Add a University of New Hampshire study to the host of others that have found that marijuana is not a gateway drug, and that harder drug use depends more on social or environmental factors than on whether a person smokes weed.
“There seems to be this idea that we can prevent later drug problems by making sure kids never smoke pot,” lead researcher Dr. Karen Van Gundy, associate professor of sociology at UNH, told CBS News. “But whether marijuana smokers go on to use other illicit drugs depends more on social factors like being exposed to stress and being unemployed—not so much whether they smoked a joint in the eighth grade.”

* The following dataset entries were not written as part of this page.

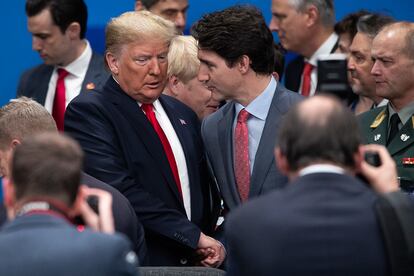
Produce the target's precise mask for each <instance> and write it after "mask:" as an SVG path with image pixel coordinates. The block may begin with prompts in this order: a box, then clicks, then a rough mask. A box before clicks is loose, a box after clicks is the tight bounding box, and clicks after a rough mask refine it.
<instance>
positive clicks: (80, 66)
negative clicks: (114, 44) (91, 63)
mask: <svg viewBox="0 0 414 276" xmlns="http://www.w3.org/2000/svg"><path fill="white" fill-rule="evenodd" d="M84 41H85V43H86V47H85V50H83V52H82V54H81V55H80V56H79V57H78V58H77V59H75V60H74V61H72V62H71V63H69V64H68V65H67V66H65V67H63V68H64V69H65V70H66V71H68V72H69V73H70V74H72V75H74V76H76V77H82V76H84V75H85V74H86V71H87V70H88V65H89V62H90V60H91V58H92V48H91V46H90V44H89V41H87V40H86V39H84Z"/></svg>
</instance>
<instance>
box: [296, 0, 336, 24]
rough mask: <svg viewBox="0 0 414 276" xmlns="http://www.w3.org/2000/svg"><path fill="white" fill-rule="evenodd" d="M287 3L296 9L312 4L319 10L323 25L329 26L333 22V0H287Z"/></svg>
mask: <svg viewBox="0 0 414 276" xmlns="http://www.w3.org/2000/svg"><path fill="white" fill-rule="evenodd" d="M289 3H290V4H291V5H292V6H294V7H295V9H296V10H297V11H305V9H306V8H307V7H309V6H310V5H313V6H315V7H316V9H317V10H318V12H319V15H320V17H321V22H322V24H323V25H324V26H327V27H331V26H333V25H334V24H335V8H334V3H333V0H289Z"/></svg>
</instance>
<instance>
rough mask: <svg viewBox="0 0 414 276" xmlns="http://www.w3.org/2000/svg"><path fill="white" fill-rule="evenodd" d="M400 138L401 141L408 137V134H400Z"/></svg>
mask: <svg viewBox="0 0 414 276" xmlns="http://www.w3.org/2000/svg"><path fill="white" fill-rule="evenodd" d="M400 138H401V141H403V142H405V141H407V140H408V139H410V136H408V135H407V134H401V136H400Z"/></svg>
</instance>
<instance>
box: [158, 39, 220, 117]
mask: <svg viewBox="0 0 414 276" xmlns="http://www.w3.org/2000/svg"><path fill="white" fill-rule="evenodd" d="M197 51H198V47H197V41H196V40H195V39H194V37H192V36H177V37H175V38H174V39H173V40H172V41H171V45H170V50H169V52H168V72H167V76H168V82H167V86H166V87H165V91H164V93H165V94H166V95H169V96H171V97H174V98H176V99H178V100H180V101H181V102H183V103H185V104H186V105H188V106H189V107H191V109H192V110H194V112H195V113H196V114H197V116H198V118H199V119H200V120H201V119H203V118H204V117H206V116H207V115H210V114H211V113H213V112H214V111H216V110H217V108H218V106H219V103H220V102H219V101H217V100H215V99H214V98H212V95H211V91H210V90H209V89H208V87H207V86H206V85H205V84H203V83H202V82H200V81H199V80H198V79H197V74H198V69H199V68H200V60H199V59H198V57H197Z"/></svg>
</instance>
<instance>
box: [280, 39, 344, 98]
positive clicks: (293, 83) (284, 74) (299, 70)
mask: <svg viewBox="0 0 414 276" xmlns="http://www.w3.org/2000/svg"><path fill="white" fill-rule="evenodd" d="M337 48H338V41H337V42H336V43H335V45H334V47H333V48H332V50H331V54H332V53H334V52H335V51H336V49H337ZM303 67H305V58H304V57H303V56H298V57H296V58H295V59H293V60H292V61H291V62H290V63H289V64H288V65H287V66H286V69H285V74H284V76H285V79H284V83H285V86H286V88H287V89H289V90H292V91H294V92H298V91H299V88H300V82H301V81H302V72H303Z"/></svg>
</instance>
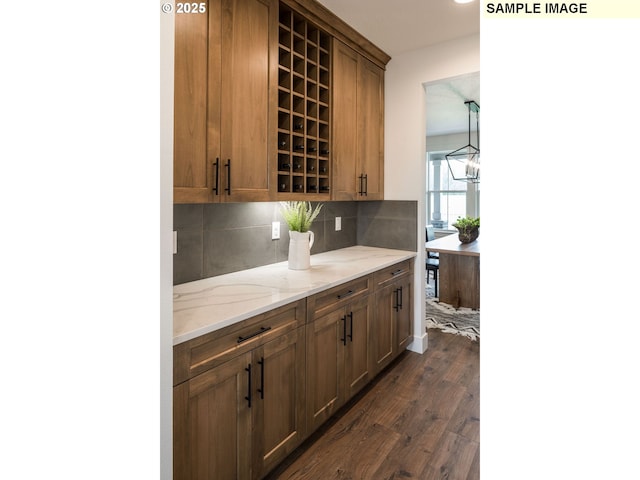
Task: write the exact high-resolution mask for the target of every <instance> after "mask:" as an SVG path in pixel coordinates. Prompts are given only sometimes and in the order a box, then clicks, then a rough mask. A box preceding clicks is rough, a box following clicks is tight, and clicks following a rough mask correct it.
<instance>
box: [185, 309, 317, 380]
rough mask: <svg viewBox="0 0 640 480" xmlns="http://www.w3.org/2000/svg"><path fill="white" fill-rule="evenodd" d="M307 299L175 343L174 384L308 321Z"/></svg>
mask: <svg viewBox="0 0 640 480" xmlns="http://www.w3.org/2000/svg"><path fill="white" fill-rule="evenodd" d="M305 312H306V301H305V300H304V299H302V300H298V301H297V302H294V303H290V304H288V305H283V306H282V307H278V308H276V309H274V310H271V311H269V312H265V313H263V314H260V315H256V316H255V317H252V318H249V319H247V320H243V321H241V322H238V323H236V324H234V325H229V326H228V327H225V328H222V329H220V330H216V331H215V332H211V333H208V334H205V335H202V336H200V337H198V338H194V339H193V340H190V341H188V342H184V343H181V344H179V345H176V346H174V347H173V384H174V385H178V384H179V383H182V382H184V381H185V380H188V379H190V378H192V377H194V376H195V375H198V374H199V373H202V372H204V371H206V370H209V369H210V368H213V367H215V366H217V365H220V364H222V363H224V362H226V361H227V360H230V359H231V358H233V357H235V356H237V355H240V354H242V353H246V352H248V351H250V350H252V349H253V348H255V347H257V346H260V345H262V344H264V343H265V342H267V341H269V340H273V339H274V338H276V337H279V336H280V335H284V334H285V333H288V332H290V331H293V330H295V329H296V328H298V326H301V325H303V324H304V322H305V318H306V315H305Z"/></svg>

Will this study make any difference for those people convinced—convinced!—the marijuana is a gateway drug? Probably not. Will our national drug policy leaders still spout the gateway drug fallacy and insist on wasting billions of dollars fighting a staggeringly ineffective War on Drugs, much of it focused on marijuana? Probably.
As I explored in my 2009 book about addiction in this country, science and rational thinking have seldom governed the ways we think about, and seek to address, the very real problem of addiction in America. (I argue in my book that untreated addiction—including the abuse of legal and illegal drugs—is our costliest and most pressing public health problem.)
While we distract ourselves by demonizing a drug—marijuana—that is not addictive for most people and kills no one, we essentially ignore our biggest and most pressing current addiction problem: skyrocketing prescription drug abuse.